Data hungry spectators are being blamed by The International Olympic Committee for overloading the mobile phone network during the Olympic men’s cycling road race on Saturday 29 July 2012.
Spectators accessing data services, including Twitter, on their smartphones used up so much network capacity that it allegedly disrupted the transmission of performance and timing information being sent over the GPRS network from chips on the riders’ bikes.
According to a report in the Guardian newspaper, the Joint Olympic Operators Group (comprising the major mobile phone networks providing wireless coverage for the Games) blamed the London 2012 organisers LOCOG for not warning them in advance that the mobile phone network would be vitally important in transmitting data from the chips on the bikes.
The Group said that if they had been notified in advance they could have provided extra wireless capacity along the route and prioritised traffic to ensure the data from the chips was given priority, the Guardian reported.
Commenting on the reported mobile network meltdown, Sean Larner, VP international sales at Wi-Fi solutions provider Xirrus, told Wireless that the situation could have been avoided if the Olympics had followed the example of the recent Tour de France.
In that instance, the French Operation Division of mobile phone operator Orange provided the Tour de France, NBC Sports, government dignitaries, and thousands of media professionals with reliable, high-performance wireless connectivity using Xirrus equipment.
Besides all the event organisers, the network supported 125 TV broadcasters, 2,300 journalists, 70 radio stations, and 450 newspapers transferring enormous amounts of media-rich files from the Tour’s start village, timing locations, sprint locations, media centres (pictured) and finish lines.
‘We deploy what we call our RDKs (rapid deployment kits) which allow us to set up a network anywhere. You don’t even necessarily need fixed power, as it can be run off solar power, for example,’ said Larner.
Xirrus’ solution involves setting up an array (or access point) which can contain 2, 4, 8, or 16 radios inside, depending on the power requirement needed. The array sits on a tripod and can supply a wide range of wireless connectivity over a long distance.
‘The array provides the same kind of functionality that someone like Cisco would set up – it’s a standalone switch if you like,’ explained Larner. ‘It can do everything that needs to be done in terms of security, access control, looking for rogue devices coming on to the network – all integrated into one device. Our array-based architecture gives four times the coverage any other access point and eight times the speed. That means fewer arrays are required, along with less switching, cabling and general infrastructure.’

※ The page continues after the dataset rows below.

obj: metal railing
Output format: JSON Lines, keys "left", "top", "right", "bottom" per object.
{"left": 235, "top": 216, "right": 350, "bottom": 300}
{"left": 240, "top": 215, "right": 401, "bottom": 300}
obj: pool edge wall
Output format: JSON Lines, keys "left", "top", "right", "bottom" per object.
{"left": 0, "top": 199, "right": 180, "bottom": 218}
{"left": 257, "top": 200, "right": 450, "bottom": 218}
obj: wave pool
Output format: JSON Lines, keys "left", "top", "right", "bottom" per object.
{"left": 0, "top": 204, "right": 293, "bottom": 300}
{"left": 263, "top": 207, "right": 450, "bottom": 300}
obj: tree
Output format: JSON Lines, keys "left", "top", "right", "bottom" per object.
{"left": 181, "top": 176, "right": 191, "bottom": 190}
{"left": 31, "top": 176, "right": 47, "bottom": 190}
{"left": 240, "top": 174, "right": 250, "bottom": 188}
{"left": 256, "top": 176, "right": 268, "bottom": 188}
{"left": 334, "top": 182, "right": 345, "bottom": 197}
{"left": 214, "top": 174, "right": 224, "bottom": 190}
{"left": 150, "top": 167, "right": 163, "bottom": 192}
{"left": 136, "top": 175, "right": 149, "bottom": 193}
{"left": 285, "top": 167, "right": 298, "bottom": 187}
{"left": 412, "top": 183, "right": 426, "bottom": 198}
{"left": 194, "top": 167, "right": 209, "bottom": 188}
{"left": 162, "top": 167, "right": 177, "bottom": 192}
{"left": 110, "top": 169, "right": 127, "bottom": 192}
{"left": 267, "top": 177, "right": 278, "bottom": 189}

Larner said that Xirrus' Wi-Fi architecture tends to be very successful where a plethora of people are trying to access the internet at the same time, as it has the power and range to accommodate thousands of devices simultaneously and it can be scaled up easily to meet demand.
Xirrus equipment has been used for large events such as the South by South West Festival in Austin, Texas and by large corporates, such as Salesforce, Microsoft, SAP and Nokia, for their major events.

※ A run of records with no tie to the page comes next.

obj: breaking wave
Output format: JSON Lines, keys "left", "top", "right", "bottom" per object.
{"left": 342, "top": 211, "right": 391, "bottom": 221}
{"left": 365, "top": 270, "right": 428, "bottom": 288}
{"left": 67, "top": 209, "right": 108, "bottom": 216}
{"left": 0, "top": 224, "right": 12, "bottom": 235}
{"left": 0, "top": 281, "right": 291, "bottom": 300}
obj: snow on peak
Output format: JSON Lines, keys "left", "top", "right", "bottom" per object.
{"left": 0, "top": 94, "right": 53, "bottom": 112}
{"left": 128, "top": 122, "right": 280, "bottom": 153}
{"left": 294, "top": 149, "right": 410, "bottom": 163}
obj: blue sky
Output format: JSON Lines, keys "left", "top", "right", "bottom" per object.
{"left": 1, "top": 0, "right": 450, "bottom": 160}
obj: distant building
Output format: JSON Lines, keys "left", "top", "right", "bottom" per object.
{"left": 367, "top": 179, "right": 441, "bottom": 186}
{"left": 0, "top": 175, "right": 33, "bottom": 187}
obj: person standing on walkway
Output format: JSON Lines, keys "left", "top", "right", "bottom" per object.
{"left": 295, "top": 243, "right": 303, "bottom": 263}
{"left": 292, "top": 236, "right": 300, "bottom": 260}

Larner sees stadiums as a major opportunity going forward. ‘It’s about providing the “fan experience”, but the challenging area is providing Wi-Fi capacity in the bowl,’ he says.

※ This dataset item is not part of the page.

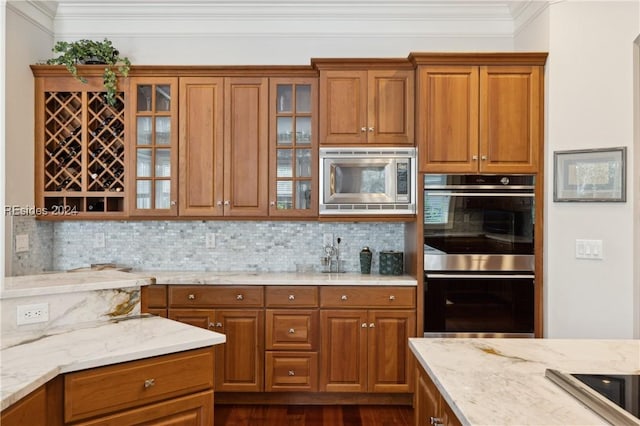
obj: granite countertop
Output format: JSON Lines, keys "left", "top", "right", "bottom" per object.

The bulk of devices being used by fans are now smartphones all trying to access the limited amount of spectrum available in the 2.4GHz unlicensed Wi-Fi band. The beamforming capability in Xirrus’ arrays allows it to direct the beam very precisely within the stadium – cutting it up into thin slices – to provide enough capacity to everyone within the stadium, while at the same time avoiding interference.